Thanks to my friend and business colleague/partner Dave Moenning (stateofthemarkets.com) for the canary pic.

It’s been a while since I last updated this column, but it’s not because I am lazy! There simply haven’t been enough changes in the data to warrant an update. The rally through year-end was very powerful and almost all areas we in gear to the upside. And even today, while there may be a few warnings, we don’t have bull market ending conditions in place. That potential climate seems to be months, if not quarters, or more away.

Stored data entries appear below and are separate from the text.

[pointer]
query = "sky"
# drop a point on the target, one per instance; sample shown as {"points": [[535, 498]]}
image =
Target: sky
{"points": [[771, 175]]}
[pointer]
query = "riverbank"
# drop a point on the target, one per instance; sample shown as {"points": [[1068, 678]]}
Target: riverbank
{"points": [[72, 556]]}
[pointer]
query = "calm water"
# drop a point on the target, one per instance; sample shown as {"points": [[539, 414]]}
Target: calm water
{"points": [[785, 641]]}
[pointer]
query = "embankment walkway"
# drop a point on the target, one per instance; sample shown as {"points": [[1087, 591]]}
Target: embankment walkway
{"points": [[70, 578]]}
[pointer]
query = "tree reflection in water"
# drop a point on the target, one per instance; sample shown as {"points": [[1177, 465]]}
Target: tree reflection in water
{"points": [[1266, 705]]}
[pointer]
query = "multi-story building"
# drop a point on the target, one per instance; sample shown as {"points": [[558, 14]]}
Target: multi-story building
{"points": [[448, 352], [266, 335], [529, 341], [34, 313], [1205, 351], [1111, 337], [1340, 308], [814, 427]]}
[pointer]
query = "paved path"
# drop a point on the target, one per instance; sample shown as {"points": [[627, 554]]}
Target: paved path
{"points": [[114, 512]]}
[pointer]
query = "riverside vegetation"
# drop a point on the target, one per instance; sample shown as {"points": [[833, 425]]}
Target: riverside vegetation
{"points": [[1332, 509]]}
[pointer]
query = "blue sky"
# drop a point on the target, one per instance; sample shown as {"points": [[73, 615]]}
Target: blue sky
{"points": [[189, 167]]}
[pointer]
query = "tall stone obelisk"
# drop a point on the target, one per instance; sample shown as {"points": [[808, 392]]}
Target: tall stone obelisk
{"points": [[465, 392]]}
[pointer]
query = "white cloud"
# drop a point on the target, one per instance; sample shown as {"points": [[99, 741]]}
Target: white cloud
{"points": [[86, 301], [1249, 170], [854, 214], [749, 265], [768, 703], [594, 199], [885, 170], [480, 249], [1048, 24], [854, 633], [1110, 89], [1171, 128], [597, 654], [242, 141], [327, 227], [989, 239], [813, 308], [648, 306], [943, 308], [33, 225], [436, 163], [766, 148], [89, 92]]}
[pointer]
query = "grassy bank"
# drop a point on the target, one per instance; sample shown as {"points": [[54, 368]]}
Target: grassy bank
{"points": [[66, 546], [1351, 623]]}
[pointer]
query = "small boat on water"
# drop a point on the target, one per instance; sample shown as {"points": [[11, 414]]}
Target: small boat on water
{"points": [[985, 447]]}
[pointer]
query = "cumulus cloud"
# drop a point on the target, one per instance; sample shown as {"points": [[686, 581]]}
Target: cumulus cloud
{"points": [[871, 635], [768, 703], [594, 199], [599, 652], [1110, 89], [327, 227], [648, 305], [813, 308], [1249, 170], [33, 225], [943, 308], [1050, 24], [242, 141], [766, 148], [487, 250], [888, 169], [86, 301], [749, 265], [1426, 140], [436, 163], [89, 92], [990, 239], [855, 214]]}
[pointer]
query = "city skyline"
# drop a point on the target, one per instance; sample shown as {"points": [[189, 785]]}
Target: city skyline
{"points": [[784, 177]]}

Let’s start with the indices and the Dow. All was well right into year-end and then something began to go wrong in a small way. The Dow has now given back all of the gains achieved since the last Fed meeting in mid December.

dow

The S&P 500 is next and you can see it was a touch stronger than the Dow to begin 2014.

sp

Turning to the S&P 400 Mid Cap below, a very different picture emerges as all time highs were seen last week.

mid

Next is the Russell 2000 Small Cap and just like the S&P 400 above, this index hit all time highs last week unlike the Dow and S&P 500.

rusFinally, the Nasdaq 100 is below and it looks very similar to the previous two indices except that it’s all time still remains from the Dotcom Bubble in March 2000.

naz

Looking at all of the major indices, we have two small warning signs from the large cap space.

Moving to the key stock market sectors, we can see the Dow Jones Transports and its recent all time high last week. On the surface, that is very good action, but traditional Dow Theory would call a non-confirmation or divergence since the Dow Jones Industrials did not also see all time highs. While this can easily be corrected on a subsequent rally, it is nonetheless a warning sign now.

tran

The semiconductors are below and they look very similar to most of the other charts with the last major high seen last week. This group is so crucial to the health of a bull market because historically, as go the semis so goes technology. And as goes tech so goes the market.

semis

Banks are last in the sector space and they have really kicked it into high gear since the October bottom. It’s hard to argue with their leadership or that of the semis.

banks

Another way to graphically see the underlying strength in the stock market is through the New York Stock Exchange Cumulative Advance/Decline Line which simply tallies the number the stocks going up and down on a given day and adds them to the previous day’s total. As you can see below, the NYSE A/D Line just recently made another all time high, which is not something we typically see at major market peaks.

NYAD

Lastly, let’s turn to the high yield (junk) bond sector, which is one of the primary canaries we watch. Junk bonds are among the riskiest and most volatile in the fixed income area and are definitely among the most sensitive to ripples in the liquidity stream. After being left for dead during the second quarter of 2013, they did a complete 180 and slowly and steadily marched back to all time highs, surprising many people, including me! It’s going to take another mini cycle before high yield warns again.

PHYDX

Summing it all up, the bull market is old, but alive and basically well. We have a few yellow lights from the Dow Jones Industrials lagging, but that can and may be corrected during the first few months of 2014.